Run demo.m. This can reproduce the results in Fig.4A for the following TWO clustering methods on 30 test datasets.
-
ND-Ward-E(KT): the proposed clustering method (Title: "Enhancing In-Tree-based Clustering via Distance Ensemble and Kernelization" by Qiu and Li, in Pattern Recognition, 2020.);
-
ND-K: a compared method (Qiu, et al. "Nearest descent, in-tree, and clustering",arXiv:1412.5902v2, 2014).
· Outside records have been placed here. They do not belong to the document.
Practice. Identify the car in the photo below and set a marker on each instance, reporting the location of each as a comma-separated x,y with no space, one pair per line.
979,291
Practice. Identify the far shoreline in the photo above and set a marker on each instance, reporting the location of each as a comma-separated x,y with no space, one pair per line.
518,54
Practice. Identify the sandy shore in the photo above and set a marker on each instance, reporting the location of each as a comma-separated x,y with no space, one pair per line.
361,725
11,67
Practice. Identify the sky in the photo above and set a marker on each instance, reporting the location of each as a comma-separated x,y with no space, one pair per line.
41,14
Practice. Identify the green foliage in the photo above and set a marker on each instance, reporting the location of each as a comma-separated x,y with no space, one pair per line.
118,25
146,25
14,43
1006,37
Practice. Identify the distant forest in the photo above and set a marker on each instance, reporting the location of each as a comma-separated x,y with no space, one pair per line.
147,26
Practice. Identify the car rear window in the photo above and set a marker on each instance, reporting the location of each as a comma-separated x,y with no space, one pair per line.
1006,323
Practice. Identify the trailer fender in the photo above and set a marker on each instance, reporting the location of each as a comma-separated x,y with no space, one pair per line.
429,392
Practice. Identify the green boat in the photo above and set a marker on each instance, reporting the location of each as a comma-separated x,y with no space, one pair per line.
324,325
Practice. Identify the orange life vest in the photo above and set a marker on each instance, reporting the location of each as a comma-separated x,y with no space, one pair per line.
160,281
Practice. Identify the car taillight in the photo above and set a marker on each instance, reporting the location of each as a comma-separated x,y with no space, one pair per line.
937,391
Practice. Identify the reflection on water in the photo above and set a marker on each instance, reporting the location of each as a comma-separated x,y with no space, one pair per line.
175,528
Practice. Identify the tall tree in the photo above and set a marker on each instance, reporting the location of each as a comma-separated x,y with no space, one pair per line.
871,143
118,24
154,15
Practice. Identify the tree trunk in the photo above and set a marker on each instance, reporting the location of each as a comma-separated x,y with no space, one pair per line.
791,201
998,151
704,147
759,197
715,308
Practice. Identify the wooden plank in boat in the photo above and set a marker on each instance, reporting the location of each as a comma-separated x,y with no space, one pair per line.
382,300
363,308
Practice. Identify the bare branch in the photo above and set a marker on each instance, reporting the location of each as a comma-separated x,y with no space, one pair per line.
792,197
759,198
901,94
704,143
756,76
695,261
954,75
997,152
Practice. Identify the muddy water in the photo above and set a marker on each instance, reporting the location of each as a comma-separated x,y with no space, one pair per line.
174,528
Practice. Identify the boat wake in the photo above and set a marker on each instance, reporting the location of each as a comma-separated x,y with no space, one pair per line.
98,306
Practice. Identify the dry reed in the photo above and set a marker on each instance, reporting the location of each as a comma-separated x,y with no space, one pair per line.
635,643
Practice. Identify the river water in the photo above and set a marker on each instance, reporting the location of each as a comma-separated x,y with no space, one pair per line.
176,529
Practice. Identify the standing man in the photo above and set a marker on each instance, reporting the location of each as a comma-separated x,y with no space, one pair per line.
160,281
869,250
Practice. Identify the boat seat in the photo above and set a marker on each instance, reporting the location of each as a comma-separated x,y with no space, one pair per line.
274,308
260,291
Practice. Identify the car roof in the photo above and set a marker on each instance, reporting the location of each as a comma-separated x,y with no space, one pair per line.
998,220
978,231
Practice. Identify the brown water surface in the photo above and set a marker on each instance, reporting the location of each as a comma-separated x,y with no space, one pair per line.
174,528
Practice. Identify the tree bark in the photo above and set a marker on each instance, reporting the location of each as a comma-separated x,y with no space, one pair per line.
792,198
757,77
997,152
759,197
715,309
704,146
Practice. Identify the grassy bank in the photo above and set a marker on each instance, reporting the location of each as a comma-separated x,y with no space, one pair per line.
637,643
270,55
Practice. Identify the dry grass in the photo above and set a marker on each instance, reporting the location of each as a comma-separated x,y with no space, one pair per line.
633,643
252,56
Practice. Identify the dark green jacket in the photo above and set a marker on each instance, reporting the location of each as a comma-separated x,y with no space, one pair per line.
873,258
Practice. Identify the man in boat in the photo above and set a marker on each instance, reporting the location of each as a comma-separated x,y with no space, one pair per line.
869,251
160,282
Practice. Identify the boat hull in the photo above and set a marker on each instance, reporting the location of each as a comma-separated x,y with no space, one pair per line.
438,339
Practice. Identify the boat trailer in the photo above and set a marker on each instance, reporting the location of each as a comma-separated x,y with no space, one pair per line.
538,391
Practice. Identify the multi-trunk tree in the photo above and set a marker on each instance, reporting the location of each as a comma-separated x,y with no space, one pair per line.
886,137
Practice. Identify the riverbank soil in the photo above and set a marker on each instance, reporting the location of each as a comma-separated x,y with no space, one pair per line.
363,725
Note: a) ND-K is the basis of ND-Ward-E(KT); b) for ND.m, function "maxk" may not exist in low-version Matlab; in this case, the following code behind it in ND.m can be used instead (we have highlighted it in ND.m). c) you can also choose to directly run the code in my code ocean: https://codeocean.com/capsule/6383011/tree/v1
Recently, we have proposed a novel physically-inspired method, called the Nearest Descent (ND), which plays the role of organizing all the samples into an effective Graph, called the in-tree (Fig. 1A). Due to its effective characteristics, this in-tree proves very suitable for data clustering. Nevertheless, this in-tree-based clustering still has some non-trivial limitations in terms of robustness, capability, etc. In this study, we first propose a distance-ensemble-based framework for the in-tree-based clustering, which proves a very convenient way to overcome the robustness limitation in our previous in-tree-based clustering. To enhance the capability of the in-tree-based clustering in handling extremely linearly-inseparable clusters, we kernelize the proposed ensemble-based clustering via the so-called kernel trick. As a result (Fig. 4), the improved in-tree-based clustering method achieves high robustness and accuracy on diverse challenging synthetic and real-world datasets, showing a certain degree of practical value.
Fig.1: Comparison between the in-tree (A) and the MST (B) of the same dataset. In (A), the inter-cluster edges are highlighted in red (the rest edges are the intra-cluster ones). MST: minimal spanning tree.
Fig.4: Results of the 1st group of experiments. (A) The scores (NMI) of different methods (columns) with fixed empirical parameter values across all synthetic and real-world datasets (rows). See cluster structures of all the 2-dimensional synthetic datasets in Fig. 2 (in the following). The methods in bold are the density-peak-based methods; the rest are the level-set-based ones. The highest score (on NMI) for each row is marked in bold (Note: for the evaluation index NMI, a higher value means better performance and a value of 1 means the best result). (B) and (C) show the mean and variance of the scores of each method on all the datasets, respectively.
Fig.2: The cluster structures of all the 2-dimensional synthetic datasets.